His pajamas are thrown carelessly on the bedroom floor. His newspapers are scattered all over the coffee table. Underneath a torn envelope that enclosed a letter from our insurance company, I see his wallet. Great, I think. Now he won’t have any way to pay for lunch.
I consider driving the wallet up to him at the winery, but with the trip upvalley and back, it will be an hour out of my day and I have tons of school work to do. I sit down at my computer, and forget about the wallet.
Until I get his phone call. He says, “I left my wallet at home and I have no way to pay for lunch and I’m hungry!” He is middle-aged, but a five-year-old at the same time, ruled by his stomach.
“I know. I found it on the dining room table,” I tell him. “Do you want me to bring it up to you?”
“Well…” he pauses, sweetly.
His mind is a contradiction. He knows the classes and names of all the American aircraft carriers. He can give you a lecture on the succession of medieval French royalty. He can make ketchup from 30 pounds of homegrown tomatoes using a pressure canner. But if you ask him where his wallet is, he is hopeless.
The pause is only the pretense of the desire not to inconvenience me. It’s adorable. I sigh in mock exasperation and then crack. I tell him, “I’ll be there in 20 minutes.”
This isn’t the first time he has forgotten something that I’ve had to recover. I’ve had to drive up his laptop, his driver’s license, important documents, and lots of other things. He sometimes leaves his cell phone at home, but he doesn’t bother with that because not having it is more of a relief than an inconvenience. And, the Apple watch I bought him last year for Christmas is left on his nightstand more days than it is not.
At the winery, I swiftly walk to his office and enter. He sees me and smiles affectionately. I say, “Hello,” and walk to his desk to give him his wallet. “Now you won’t be hungry,” I say.
“Thank you,” he says with a smile. And I leave.
On the way back down the Silverado Trail, I think about how I have one hour less of the day to do my school work. I complain to myself, but the complaint is only a thin veneer. Honestly, I am never happier than when I am taking care of him. It’s a bland form of domesticity, but it’s also the American dream.
When he comes home at night, I keep a cold bottle of rosé in the fridge and bring up the papers from the bottom of the driveway and place them on the coffee table for him to read.
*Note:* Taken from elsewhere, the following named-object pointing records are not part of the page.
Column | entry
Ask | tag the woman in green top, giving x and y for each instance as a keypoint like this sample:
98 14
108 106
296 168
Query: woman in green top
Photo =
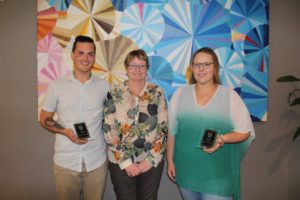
206 107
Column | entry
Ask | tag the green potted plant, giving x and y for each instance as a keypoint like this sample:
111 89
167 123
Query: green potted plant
293 97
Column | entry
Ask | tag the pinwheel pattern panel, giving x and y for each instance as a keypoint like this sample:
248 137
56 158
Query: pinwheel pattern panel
170 31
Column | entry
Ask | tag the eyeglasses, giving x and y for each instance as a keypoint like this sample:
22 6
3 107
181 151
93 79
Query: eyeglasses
135 66
205 65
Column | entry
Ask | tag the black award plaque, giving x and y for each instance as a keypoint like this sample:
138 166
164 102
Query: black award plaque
81 130
208 139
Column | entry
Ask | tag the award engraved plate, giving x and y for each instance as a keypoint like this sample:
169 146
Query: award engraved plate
208 139
81 130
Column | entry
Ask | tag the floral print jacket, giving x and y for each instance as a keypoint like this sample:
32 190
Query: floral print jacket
135 128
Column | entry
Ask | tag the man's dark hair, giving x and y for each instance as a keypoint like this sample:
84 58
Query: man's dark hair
82 38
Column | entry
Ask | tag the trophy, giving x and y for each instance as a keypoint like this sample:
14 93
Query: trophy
81 130
209 138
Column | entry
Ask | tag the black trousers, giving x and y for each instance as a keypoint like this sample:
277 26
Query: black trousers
142 187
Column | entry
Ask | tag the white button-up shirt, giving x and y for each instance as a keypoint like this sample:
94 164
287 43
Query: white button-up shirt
76 102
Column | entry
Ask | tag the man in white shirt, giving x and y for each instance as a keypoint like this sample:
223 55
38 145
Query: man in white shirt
80 163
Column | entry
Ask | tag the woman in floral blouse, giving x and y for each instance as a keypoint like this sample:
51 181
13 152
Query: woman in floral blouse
135 128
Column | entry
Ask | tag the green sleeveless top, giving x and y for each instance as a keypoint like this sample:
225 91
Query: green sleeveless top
217 173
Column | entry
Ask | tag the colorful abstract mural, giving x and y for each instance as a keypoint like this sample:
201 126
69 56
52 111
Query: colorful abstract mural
170 31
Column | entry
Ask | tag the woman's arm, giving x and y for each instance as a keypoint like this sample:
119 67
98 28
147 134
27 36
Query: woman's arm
170 153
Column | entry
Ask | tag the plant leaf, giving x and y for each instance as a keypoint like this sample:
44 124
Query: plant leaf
287 78
297 133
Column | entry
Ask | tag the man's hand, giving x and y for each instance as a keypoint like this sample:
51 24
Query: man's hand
132 170
70 134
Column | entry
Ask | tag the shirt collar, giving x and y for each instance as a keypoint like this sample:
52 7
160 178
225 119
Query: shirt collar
71 77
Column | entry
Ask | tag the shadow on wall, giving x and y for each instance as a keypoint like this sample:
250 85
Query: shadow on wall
288 152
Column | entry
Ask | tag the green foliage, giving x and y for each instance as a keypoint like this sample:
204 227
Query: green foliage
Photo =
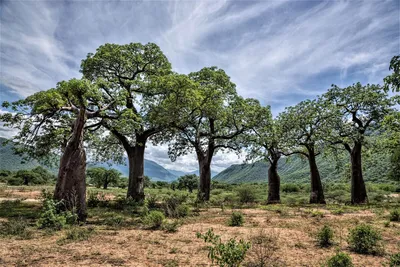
246 194
395 260
236 219
340 259
395 215
49 218
154 219
229 254
15 227
102 177
290 188
364 239
189 182
324 237
393 80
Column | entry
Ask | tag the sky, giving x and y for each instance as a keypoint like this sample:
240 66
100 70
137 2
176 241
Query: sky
280 52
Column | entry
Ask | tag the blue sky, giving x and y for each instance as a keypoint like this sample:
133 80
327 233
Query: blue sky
280 52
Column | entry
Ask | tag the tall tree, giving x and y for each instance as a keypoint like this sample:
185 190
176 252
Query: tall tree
130 71
358 111
303 127
393 80
52 123
207 116
265 142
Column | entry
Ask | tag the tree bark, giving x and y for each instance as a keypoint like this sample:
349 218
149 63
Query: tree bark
71 182
136 172
274 182
358 190
317 192
205 178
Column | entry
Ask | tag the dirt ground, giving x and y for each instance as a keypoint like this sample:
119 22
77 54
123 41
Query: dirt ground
294 229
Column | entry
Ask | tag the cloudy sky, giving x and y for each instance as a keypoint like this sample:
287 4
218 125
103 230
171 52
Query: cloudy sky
280 52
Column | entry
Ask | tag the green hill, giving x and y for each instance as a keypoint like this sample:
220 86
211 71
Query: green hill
296 169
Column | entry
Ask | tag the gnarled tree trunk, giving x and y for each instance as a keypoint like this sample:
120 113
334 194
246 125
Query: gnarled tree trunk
71 182
274 181
205 177
136 171
358 190
317 192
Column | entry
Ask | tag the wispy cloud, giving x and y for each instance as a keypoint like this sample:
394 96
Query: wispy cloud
280 52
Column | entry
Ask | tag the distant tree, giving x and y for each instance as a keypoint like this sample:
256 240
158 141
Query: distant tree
358 111
208 116
189 182
102 177
393 80
303 127
52 123
265 142
130 71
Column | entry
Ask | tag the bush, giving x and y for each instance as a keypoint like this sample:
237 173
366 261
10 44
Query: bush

I make dinner. We eat dinner together and talk about the day, or the names and classes of all the American aircraft carriers, or the succession of medieval French royalty, or why that batch of ketchup turned out so thin. (We think he didn’t reduce it enough.)
At a time when there seems so little to be thankful for, I have never been more thankful than now for his presence in my life. Taking care of someone, and then seeing that person flourish and thrive in the world as a result of your care and companionship, is the most fulfilling thing a human can do.
The coming winter is going to be the most challenging time America has seen in three generations. But with the two of us together (three counting the cat) in our house across from Lakeview Park, we’ll be just fine.